Academic Performance and Gender: Perceived Causes and Potential Consequences
Natasha Quadlin

About the research

Award

NAEd/Spencer Dissertation Fellowship

Award Year

2016

Institution

Indiana University

Primary Discipline

N/A
Student academic performance (e.g., grades, test scores, teacher assessments) matters a great deal within schools. Outside of educational contexts, however, academic performance has more ambiguous meaning and implications—both of which are intertwined with gender. Because gender influences the way people think about and evaluate measures of academic performance, scholars must consider how gender shapes the role of academic performance in society. To that end, this dissertation is comprised of three interrelated studies that share a core focus on gender and the social meaning and consequences of student achievement.
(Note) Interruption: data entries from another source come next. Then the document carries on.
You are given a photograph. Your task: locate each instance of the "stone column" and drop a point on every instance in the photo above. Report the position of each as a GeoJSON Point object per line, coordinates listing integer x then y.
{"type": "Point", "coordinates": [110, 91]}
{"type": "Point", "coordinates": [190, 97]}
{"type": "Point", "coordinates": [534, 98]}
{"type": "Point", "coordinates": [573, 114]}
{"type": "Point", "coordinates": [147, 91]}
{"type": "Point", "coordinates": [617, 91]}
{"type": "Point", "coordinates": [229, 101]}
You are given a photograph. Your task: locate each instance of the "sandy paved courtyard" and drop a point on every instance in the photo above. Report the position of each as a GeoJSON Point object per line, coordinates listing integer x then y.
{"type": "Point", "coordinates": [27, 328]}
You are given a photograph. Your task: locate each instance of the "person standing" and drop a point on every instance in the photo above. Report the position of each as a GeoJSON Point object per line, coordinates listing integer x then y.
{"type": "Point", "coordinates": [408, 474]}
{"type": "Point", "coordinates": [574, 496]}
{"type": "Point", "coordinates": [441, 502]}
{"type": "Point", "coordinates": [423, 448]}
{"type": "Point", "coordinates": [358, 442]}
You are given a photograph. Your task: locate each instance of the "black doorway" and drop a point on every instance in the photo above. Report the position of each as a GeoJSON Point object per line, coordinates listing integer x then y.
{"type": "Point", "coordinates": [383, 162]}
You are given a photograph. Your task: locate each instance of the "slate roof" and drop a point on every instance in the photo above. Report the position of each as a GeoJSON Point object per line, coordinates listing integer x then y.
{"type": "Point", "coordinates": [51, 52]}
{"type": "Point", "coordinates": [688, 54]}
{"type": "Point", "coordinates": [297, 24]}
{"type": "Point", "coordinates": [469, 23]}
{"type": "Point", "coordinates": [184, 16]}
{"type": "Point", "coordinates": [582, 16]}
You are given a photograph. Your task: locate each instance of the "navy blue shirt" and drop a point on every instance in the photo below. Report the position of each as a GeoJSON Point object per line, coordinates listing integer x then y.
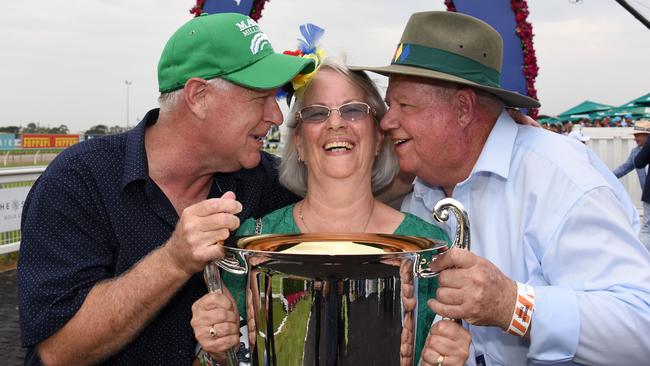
{"type": "Point", "coordinates": [92, 215]}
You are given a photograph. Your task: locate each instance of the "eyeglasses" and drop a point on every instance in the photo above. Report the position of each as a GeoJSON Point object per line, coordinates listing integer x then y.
{"type": "Point", "coordinates": [349, 111]}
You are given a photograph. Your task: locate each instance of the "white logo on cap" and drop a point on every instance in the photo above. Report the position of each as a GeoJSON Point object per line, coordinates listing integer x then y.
{"type": "Point", "coordinates": [258, 42]}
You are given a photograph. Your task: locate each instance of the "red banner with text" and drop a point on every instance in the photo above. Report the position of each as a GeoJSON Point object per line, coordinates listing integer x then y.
{"type": "Point", "coordinates": [48, 141]}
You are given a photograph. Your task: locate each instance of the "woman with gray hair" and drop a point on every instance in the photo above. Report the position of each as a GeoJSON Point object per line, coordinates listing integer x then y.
{"type": "Point", "coordinates": [337, 159]}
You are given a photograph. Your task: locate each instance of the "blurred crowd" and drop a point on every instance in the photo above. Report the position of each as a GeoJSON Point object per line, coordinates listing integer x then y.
{"type": "Point", "coordinates": [567, 126]}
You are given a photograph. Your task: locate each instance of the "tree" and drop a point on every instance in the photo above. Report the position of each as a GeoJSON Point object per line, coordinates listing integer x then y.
{"type": "Point", "coordinates": [10, 129]}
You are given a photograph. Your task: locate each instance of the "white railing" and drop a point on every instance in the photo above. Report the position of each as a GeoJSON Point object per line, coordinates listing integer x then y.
{"type": "Point", "coordinates": [12, 204]}
{"type": "Point", "coordinates": [612, 145]}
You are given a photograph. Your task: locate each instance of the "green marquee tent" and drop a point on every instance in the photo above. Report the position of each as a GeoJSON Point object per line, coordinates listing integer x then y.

These studies draw on multiple original experimental data sources, including an experimental telephone survey, online survey experiments, and an online audit experiment. The first study examines how Americans attribute the root cause of academic performance for boys and girls, including how academic performance is conceptualized in relation to intelligence. The second study considers the consequences of academic performance and gender in the family. I analyze how sibling differences in achievement and gender shape Americans’ ideas about how parents should allocate educational resources, such as homework help and college savings. The third study investigates the labor market consequences of academic performance and gender. I combine data from an audit experiment and related survey experiment to understand how and why employers evaluate college achievement for men and women. Collectively, this dissertation shows how gender affects the way people think about, interpret, and act upon student academic performance, while also demonstrating the versatility of experimental designs for education research.
About Natasha Quadlin
Natasha Quadlin is a PhD candidate in the Department of Sociology at Indiana University. Her research focuses on social inequalities in access and returns to education. In her dissertation, Natasha uses experimental methods and surveys to assess how gender shapes the evaluation of student academic performance, and how these evaluations matter outside of schools. Other projects have examined inequalities in higher education (Social Forces, Gender & Society) and intersections between schools and families (Social Science Research). Her work has been funded by an NSF Graduate Research Fellowship and Dissertation Improvement Grant, as well as grants from the NLSY97 Postsecondary Research Network and Time-Sharing Experiments for the Social Sciences. Natasha earned a BS in social policy from Northwestern University and Master’s degrees in sociology and applied statistics from Indiana University.